“The work of the pulpit is to explain to people that the triune God has no needs, least of all a need for the love of his creatures. God is love, and so the Trinity is love—love expressed, received, and delighted in among three persons. The preacher must tell his hearers that God doesn’t need any of us, though we assume he does. Instead, the gospel is love, offered to all who seek the embrace of the ever-loving and already-loving God.
The preacher must teach people of God so that they can worship him with all their might. He must preach God so that they learn to adore the God who loves lost people because he chooses to, with no compulsion whatsoever, except the compulsion of the overflowing love of the Trinity. To know this God in his love in Christ is eternal life. The preacher’s task is to show them nothing less. Sunday by Sunday, our work must show our hearers that God is the one who lives, rules, loves, and speaks, all to his own glory.

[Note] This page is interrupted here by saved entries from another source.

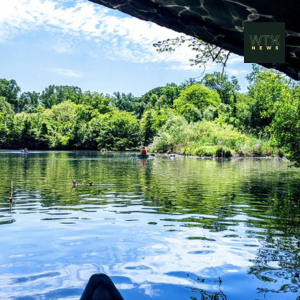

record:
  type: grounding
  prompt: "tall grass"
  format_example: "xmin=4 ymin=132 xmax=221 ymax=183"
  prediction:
xmin=149 ymin=116 xmax=278 ymax=157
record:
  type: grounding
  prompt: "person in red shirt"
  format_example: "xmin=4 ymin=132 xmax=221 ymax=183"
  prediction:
xmin=140 ymin=146 xmax=147 ymax=155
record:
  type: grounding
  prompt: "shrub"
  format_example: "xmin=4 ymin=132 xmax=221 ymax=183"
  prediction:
xmin=215 ymin=146 xmax=232 ymax=157
xmin=151 ymin=132 xmax=173 ymax=153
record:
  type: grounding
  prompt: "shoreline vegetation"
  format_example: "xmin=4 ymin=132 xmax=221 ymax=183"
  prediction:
xmin=148 ymin=118 xmax=282 ymax=158
xmin=0 ymin=65 xmax=299 ymax=164
xmin=2 ymin=148 xmax=287 ymax=162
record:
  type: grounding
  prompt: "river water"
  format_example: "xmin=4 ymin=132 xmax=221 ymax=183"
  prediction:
xmin=0 ymin=151 xmax=299 ymax=300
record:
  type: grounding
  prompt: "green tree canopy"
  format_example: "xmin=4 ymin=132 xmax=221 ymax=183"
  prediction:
xmin=0 ymin=79 xmax=21 ymax=112
xmin=246 ymin=65 xmax=290 ymax=135
xmin=272 ymin=85 xmax=300 ymax=164
xmin=174 ymin=84 xmax=221 ymax=122
xmin=96 ymin=110 xmax=141 ymax=150
xmin=19 ymin=91 xmax=40 ymax=113
xmin=40 ymin=85 xmax=83 ymax=108
xmin=201 ymin=72 xmax=240 ymax=106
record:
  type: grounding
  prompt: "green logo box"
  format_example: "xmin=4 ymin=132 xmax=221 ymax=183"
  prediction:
xmin=244 ymin=22 xmax=285 ymax=63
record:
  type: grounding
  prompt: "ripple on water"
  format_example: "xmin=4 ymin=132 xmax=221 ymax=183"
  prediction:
xmin=125 ymin=265 xmax=152 ymax=270
xmin=1 ymin=152 xmax=300 ymax=299
xmin=0 ymin=218 xmax=16 ymax=225
xmin=10 ymin=271 xmax=61 ymax=284
xmin=188 ymin=250 xmax=215 ymax=255
xmin=187 ymin=237 xmax=216 ymax=242
xmin=41 ymin=217 xmax=79 ymax=221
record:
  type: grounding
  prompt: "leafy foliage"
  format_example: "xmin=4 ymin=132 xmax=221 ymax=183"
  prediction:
xmin=272 ymin=86 xmax=300 ymax=164
xmin=0 ymin=79 xmax=21 ymax=113
xmin=174 ymin=84 xmax=221 ymax=122
xmin=1 ymin=67 xmax=300 ymax=164
xmin=246 ymin=65 xmax=291 ymax=135
xmin=150 ymin=116 xmax=274 ymax=157
xmin=40 ymin=85 xmax=83 ymax=108
xmin=153 ymin=36 xmax=231 ymax=74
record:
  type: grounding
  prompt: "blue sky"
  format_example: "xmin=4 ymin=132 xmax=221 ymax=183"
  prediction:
xmin=0 ymin=0 xmax=252 ymax=97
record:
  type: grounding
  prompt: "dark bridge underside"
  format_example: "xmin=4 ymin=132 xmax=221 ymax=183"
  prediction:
xmin=90 ymin=0 xmax=300 ymax=80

We should never be so foolish as to wonder whether we should preach the gospel or instead teach the Trinity. The God of the gospel is the Trinity. The gospel message is a call to know God in his triune love, both now by faith and one day in eternity with sight and unbreakable joy. God has given the light of the knowledge of his triune glory in the face of Christ (2 Cor. 4:6). Preach the gospel, and you are preaching Trinity love..
…
He is glorious. This is the God the Scriptures declare to us (and sing of to us, warn us about, and command us to come to, and urge us to delight in). There can never be a greater hope for the world than to know this God. He is waiting for us.”